THE STARTUP ARTIST – 002 – THE PROCRASTINATION POLICE
Here’s the deal: I created Unleashing Havoc to be the vessel by which I would deliver the stories and artwork I create. The ideas in my brain and the overpowering desire to manifest them real keeps me up at night. I bleed storytelling and its many aspects. I’m on a constant mission to absorb as much info as my tiny brain can hold on what makes a story tick, on what captures a reader’s imagination. My ability to execute the results of these studies, however, is a process that still needs some tweaking.
One of the biggest challenges I face on a regular basis is Getting Started. The simple fact is, I love thinking about the journey but I have a serious problem putting rubber to the road. So I’ve put together a list of techniques to try and combat procrastination. I’m hoping if I can enact even just a couple of these ideas, I might be a little bit better today than I was yesterday. In six months I might look back and say, “Procrastination ain’t got no strings on me!” And maybe, just maybe, I’ll be able to help someone else avoid these same struggles.

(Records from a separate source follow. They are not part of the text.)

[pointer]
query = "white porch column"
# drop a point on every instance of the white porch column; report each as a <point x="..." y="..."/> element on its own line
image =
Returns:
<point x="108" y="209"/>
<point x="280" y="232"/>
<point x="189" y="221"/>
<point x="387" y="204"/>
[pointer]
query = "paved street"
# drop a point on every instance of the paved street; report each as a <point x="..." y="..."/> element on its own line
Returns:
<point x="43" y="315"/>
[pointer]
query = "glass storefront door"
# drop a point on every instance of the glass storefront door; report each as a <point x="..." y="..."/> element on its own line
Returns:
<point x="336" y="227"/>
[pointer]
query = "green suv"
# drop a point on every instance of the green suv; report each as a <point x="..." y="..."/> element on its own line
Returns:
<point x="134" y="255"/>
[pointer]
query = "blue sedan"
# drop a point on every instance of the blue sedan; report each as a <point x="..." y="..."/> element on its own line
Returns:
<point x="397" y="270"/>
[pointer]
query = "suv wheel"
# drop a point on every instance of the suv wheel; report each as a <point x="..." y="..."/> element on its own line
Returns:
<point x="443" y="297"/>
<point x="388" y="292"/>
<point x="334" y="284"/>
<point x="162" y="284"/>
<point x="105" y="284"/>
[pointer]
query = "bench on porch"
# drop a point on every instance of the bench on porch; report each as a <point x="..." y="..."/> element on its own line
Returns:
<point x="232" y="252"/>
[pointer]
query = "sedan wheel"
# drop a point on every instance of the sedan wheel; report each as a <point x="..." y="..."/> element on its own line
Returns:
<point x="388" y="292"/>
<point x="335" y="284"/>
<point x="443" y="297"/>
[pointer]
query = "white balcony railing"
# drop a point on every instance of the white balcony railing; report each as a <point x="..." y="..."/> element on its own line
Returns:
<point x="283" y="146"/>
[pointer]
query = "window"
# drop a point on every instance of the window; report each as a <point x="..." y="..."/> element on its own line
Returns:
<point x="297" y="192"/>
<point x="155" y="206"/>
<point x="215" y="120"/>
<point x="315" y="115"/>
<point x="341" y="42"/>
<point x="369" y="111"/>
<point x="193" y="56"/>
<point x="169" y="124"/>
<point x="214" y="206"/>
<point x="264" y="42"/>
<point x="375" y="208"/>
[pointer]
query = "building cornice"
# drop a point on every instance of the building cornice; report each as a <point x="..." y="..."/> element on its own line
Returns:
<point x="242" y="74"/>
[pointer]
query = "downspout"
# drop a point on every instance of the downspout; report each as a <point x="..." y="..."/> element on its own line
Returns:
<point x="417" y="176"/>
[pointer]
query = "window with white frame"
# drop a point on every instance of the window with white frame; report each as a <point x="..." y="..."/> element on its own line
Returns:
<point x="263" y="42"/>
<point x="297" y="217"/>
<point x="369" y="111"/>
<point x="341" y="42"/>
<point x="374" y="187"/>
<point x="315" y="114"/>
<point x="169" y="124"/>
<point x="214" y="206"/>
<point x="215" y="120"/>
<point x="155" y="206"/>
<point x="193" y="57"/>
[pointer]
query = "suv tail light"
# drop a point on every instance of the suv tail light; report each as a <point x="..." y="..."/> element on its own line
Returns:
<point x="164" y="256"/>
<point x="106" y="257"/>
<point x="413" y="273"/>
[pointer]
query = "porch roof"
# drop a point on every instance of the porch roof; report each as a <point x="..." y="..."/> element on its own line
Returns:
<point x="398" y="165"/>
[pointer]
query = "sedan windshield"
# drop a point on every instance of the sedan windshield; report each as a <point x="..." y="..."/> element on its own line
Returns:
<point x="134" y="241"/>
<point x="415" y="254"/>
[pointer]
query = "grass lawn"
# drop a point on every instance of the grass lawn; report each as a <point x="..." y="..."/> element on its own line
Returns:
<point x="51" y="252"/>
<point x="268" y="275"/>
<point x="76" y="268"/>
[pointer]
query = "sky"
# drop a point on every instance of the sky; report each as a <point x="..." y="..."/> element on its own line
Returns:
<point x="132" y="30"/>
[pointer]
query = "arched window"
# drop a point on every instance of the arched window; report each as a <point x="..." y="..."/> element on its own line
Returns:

So here’s a couple ways that I’m trying to transfer from being Commissioner of the Procrastination Police to Detective Johnny Doessomeart instead.
THE FIFTEEN MINUTE DIET
Stop thinking fifteen minutes isn’t long enough and start thinking about how much you CAN accomplish in fifteen minutes. Challenge yourself. But don’t be disappointed if you can’t complete the task you set out to complete. Fifteen minutes 4 times is an hour and an hour devoted towards your dreams isn’t anything to shake a stick at.
REAP THE REWARDS
Set goals and reward yourself. I recommend starting with a hamburger. Or a pint of that barrel aged deliciousness. But maybe it’s that Sean Gordon Murphy Kickstarter. Or Stephen King’s latest tome. Or a Faberge egg. Whatever it is, just don’t go hog wild for a small accomplishment. (Well, if you’re having a really hard time starting. Maybe splurge at first.) Overall, make your reward suit your goal.
CALL YOUR ACCOUNTANT
Or…well, be accountable. Find someone you trust but who kicks @$# and ask them to hold you to your goals. You know who I’m talking about. Yeah, HER. Or HIM, maybe. Accountability is the name of the game folks so pick someone who gets things done. And get your stuff done. Or else prep yourself for their boot.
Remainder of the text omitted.